With the drop in commodity prices and the potential for UK exit from the EU, the future for farm incomes remains rocky with the cost of prime arable land falling for the first time in 13 years, according to Savills.

The estate agent expects prices will continue to fall over the next three years before recovering in 2019.

The key global forecasting organisations, including the FAO, USDA and IMF, have all cut their already pessimistic forecasts for commodity prices in the medium-term to 2020.

"We expect values to be much more varied than in the past five years," said Savills.

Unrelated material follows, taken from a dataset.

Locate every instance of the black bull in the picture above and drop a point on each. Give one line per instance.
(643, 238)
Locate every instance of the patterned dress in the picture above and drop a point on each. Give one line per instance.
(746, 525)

"Exceptional prices may still be achieved if all the right factors come together but conversely it is very likely that there will be more farms where potential sale prices fail to reach expectations or they fail to sell. We expect this market will last three to four years until commodity prices start to recover, following stronger global growth."

In the short-term, demand for farmland will be more localised, with areas of strong and weak demand, often quite close to each other.

Top-performing farmers will continue to be in the market for the right opportunities.

Non-farmer demand, and the expected growth in prime country residential markets over the next five years will continue to support prices especially on residential and amenity-type farms but investor demand may weaken as the performance of alternative assets improves.

An increase in buyers with rollover cash is likely to follow increased development activity and will add to the mix of local demand.

Debt may increase the number of farms coming to the market although if this is the case it is likely to be smaller farms.

UK exit could have a significant negative impact on farm incomes and land values, dependent on how the UK Government supports farming, which is currently unknown.

In 2015, research recorded falls in arable land values in the eastern counties of England, where values have been highest.

Grassland values, which have lagged behind arable values, have continued to increase and this land type is still regarded as good value by large livestock and dairy operations which are trying to expand to spread costs. This demand will help support prices in this segment of the market.